Curtis argues that we’re living in a “static culture,” a culture too often obsessed with sampling and recycling the past. He implies that the Age of the Thinking Machine is resulting in ossification rather than renewal. As our lives become increasingly recorded, archived, and accessed, we have become cannibals driven to consume our history and terrified of transgressing its established norms.

To some extent, the future is blocked to us; we’re stuck in stasis; we’re stuck with a version of ourselves that’s becoming increasingly narrow. No thanks to recent tools such as “recommender systems,” we’re lodged in a seemingly endless feedback loop of “If you liked that, you’ll love this.” As we might become increasingly stuck in Curtis’s idea of the “you-loop,” so the nature of what it means to be human might be compromised by job-hogging machines that will render many of us obsolete. This Edge Question points to the next chapter in human history/evolution; we’re facing the beginning of a new definition of man, a new civilization.

An optimistic approach to the question of machines that think comes from the Lebanese American poet Etel Adnan, who celebrates her ninetieth birthday this year. For her, thinking machines may think better than we do—to start with, because they won’t tire as fast as we do. They may also ask questions we’re not used to answering. Etel has said that what shook her most was of another order. Seeing a picture of a robot, a life-sized structure resembling the metal armory of a medieval knight, she immediately envisioned an old woman (or an old man) utterly alone, as so many of them are nowadays, having for sole companionship such a creature-like object, capable of doing things, of talking, and the old person falling in love with it, which made her cry.
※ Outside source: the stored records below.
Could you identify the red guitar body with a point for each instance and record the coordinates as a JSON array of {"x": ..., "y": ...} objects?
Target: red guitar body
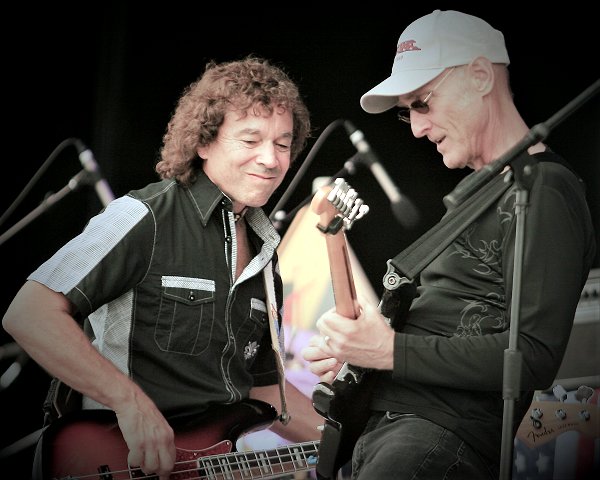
[{"x": 88, "y": 445}]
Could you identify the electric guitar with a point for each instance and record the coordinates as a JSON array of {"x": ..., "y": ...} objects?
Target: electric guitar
[
  {"x": 338, "y": 208},
  {"x": 88, "y": 444}
]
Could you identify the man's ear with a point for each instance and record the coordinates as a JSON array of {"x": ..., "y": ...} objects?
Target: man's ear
[
  {"x": 202, "y": 151},
  {"x": 481, "y": 75}
]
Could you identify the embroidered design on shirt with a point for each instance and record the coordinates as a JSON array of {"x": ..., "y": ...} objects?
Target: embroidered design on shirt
[{"x": 250, "y": 350}]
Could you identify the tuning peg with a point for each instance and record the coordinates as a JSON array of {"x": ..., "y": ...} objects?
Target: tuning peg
[{"x": 584, "y": 393}]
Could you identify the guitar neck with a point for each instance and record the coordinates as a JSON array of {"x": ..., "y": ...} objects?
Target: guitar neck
[{"x": 344, "y": 290}]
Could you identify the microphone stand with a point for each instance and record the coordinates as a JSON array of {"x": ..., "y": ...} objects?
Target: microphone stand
[
  {"x": 277, "y": 213},
  {"x": 524, "y": 170},
  {"x": 82, "y": 178}
]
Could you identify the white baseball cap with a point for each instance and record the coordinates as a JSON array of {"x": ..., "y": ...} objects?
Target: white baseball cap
[{"x": 430, "y": 44}]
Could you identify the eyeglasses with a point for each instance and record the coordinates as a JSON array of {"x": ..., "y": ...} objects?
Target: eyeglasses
[{"x": 421, "y": 106}]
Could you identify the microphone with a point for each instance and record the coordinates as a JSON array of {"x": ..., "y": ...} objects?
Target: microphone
[
  {"x": 404, "y": 210},
  {"x": 86, "y": 157}
]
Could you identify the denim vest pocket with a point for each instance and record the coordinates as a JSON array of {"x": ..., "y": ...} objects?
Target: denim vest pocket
[{"x": 186, "y": 315}]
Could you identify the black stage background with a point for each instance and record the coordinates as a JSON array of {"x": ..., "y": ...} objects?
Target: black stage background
[{"x": 111, "y": 75}]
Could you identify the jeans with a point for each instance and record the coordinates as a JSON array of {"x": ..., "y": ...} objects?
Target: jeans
[{"x": 407, "y": 447}]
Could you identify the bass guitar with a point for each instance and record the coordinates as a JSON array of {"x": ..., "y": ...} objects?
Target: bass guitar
[
  {"x": 338, "y": 208},
  {"x": 88, "y": 444}
]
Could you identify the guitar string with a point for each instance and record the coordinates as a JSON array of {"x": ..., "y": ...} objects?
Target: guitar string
[{"x": 247, "y": 461}]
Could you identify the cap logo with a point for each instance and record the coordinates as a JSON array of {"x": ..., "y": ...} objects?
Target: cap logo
[{"x": 407, "y": 46}]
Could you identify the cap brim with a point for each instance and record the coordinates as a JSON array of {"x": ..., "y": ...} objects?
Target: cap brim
[{"x": 385, "y": 95}]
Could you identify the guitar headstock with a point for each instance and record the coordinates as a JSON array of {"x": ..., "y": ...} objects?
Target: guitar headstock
[
  {"x": 338, "y": 206},
  {"x": 547, "y": 420}
]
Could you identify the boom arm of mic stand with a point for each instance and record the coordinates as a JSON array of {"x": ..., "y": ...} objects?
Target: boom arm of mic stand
[
  {"x": 538, "y": 133},
  {"x": 75, "y": 182},
  {"x": 308, "y": 160}
]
The idea of machines that think plays a role in the work of another artist, Philippe Parreno, who works with algorithms, which for him have replaced cinema as a model of the perception of time. In the last century, Gilles Deleuze’s writings on repetition and difference in cinema emphasized that film unfolds in time and is composed of ever-differentiating planes of movements. As Parreno shows, Deleuze transposed those theories to discuss the mechanized and standardized movements of film as a means of reproducing or representing life. Parreno’s work with machines that think explores how, today, algorithms are changing our relation to movements, rhythms, and durations—or, to put it in Leibniz’s terms, the question will be, “Are machines spiritual automatons?”